We are acutely aware of how our internal shifts are taking place against an increasingly fragile external landscape. Arts and community organisations across Scotland and beyond are facing heightened scrutiny, shrinking resources, and growing existential threats. Emerging populist policies continue to question the value of arts, culture, and community development often framing them as expendable.

All of this internal work only matters if it shows up in the world: in projects, in relationships, in places that feel different because of what we’ve done together.

Where the work meets the ground

This year, some things have landed quietly, and some with a little more noise. LIFT D&G winning a SURF Award for their work in Lochside felt like one of those moments where the room briefly stopped, and you remember why you do what you do. Not because awards are the point, they really aren’t, but because it was national recognition of a methodology we’ve believed in for years: long-term trust, artist-led practice, and communities setting the pace and leading the way. LIFT is close to our hearts, as is Midsteeple Quarter, and seeing both recognised felt like proof that this work stacks up.

Elsewhere, the work has been less visible but no less vital. Through Off the Margin, we’ve continued to support refugees and people seeking sanctuary to tell their own stories through print, journalism and creative expression. Hear Here, and our partnership with Fair Scotland and work with Dumfries’ Showmen, we’ve helped to highlight and amplify the importance of intangible cultural heritage, celebrating the Rood Fair as living culture and honouring those who have been, and continue to be a cornerstone of our town’s cultural life.
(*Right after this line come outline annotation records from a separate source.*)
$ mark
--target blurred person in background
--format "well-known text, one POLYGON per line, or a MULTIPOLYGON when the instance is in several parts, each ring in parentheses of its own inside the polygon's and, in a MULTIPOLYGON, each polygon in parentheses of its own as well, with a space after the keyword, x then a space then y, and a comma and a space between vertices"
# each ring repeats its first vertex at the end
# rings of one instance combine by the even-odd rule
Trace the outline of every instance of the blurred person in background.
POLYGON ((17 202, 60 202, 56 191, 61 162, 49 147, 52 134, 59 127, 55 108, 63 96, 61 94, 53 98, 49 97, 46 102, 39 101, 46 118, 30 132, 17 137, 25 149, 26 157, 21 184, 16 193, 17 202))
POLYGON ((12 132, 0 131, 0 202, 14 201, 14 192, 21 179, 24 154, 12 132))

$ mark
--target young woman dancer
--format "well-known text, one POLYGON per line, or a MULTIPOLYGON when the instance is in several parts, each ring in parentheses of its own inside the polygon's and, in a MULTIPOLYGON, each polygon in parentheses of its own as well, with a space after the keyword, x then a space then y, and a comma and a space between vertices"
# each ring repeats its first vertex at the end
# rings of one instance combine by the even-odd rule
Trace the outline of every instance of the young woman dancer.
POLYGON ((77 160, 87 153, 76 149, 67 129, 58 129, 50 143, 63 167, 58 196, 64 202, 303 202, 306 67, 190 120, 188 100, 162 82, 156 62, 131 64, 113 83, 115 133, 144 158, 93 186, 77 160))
Regionally, What We Do Now keeps growing into something stronger than any single organisation or individual member. Creative Stranraer now stands as its own charity, rooted locally and taking forward great work. This is the ecosystem approach we talk about so often: not one body holding everything, but many, linked by trust, shared learning and strategic partnership. 
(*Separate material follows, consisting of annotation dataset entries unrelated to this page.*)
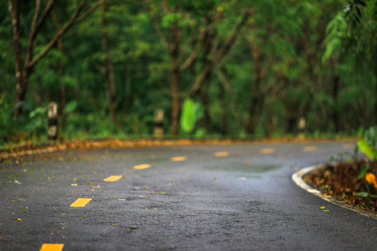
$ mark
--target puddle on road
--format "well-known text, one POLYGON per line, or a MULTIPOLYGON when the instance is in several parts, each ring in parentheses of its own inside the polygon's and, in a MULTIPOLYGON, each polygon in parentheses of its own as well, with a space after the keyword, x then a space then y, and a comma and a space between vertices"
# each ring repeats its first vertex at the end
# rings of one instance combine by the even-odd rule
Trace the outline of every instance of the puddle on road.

Which brings us to now and a view to the future.

As the Scottish Government publish their review of Creative Scotland and continue to look at the different ways Culture in Communities is supported, there is a real opportunity on the table. One that Prof Donna Hall gave a rallying call for at Third Sector D&G’s Community conference: we need a radical change in service delivery, a move away from ‘services’ as administrative towards an approach that makes community organisations and actors vital, and funded, Strategic Partners.
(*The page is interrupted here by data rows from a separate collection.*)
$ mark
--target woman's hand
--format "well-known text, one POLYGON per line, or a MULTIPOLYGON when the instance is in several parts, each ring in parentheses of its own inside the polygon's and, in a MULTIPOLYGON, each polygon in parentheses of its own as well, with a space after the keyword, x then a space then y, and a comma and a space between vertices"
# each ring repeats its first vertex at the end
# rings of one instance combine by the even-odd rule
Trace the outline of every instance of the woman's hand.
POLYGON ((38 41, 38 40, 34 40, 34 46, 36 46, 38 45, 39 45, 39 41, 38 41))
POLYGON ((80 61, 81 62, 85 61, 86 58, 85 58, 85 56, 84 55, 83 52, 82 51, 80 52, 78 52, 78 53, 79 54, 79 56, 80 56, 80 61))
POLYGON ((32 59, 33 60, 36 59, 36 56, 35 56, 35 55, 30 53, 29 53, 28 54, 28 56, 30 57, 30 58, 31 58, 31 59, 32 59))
The language of joined-up working, regional intelligence, and strategic partnership is growing, but in practice we need bolder steps towards: power shared, trust in networks, measures of success based on those that are empowered rather than those who have been ‘included’. 

So, this is a call, gentle but direct, if you are a funder, policymaker, partner, or peer: create shared spaces, come into the room with us and invite us into yours, not only once you know what you are doing, but while you are challenged and unsure. Let’s test new ways of working together.

We are ready, many others are too, we’ve all been practising for years.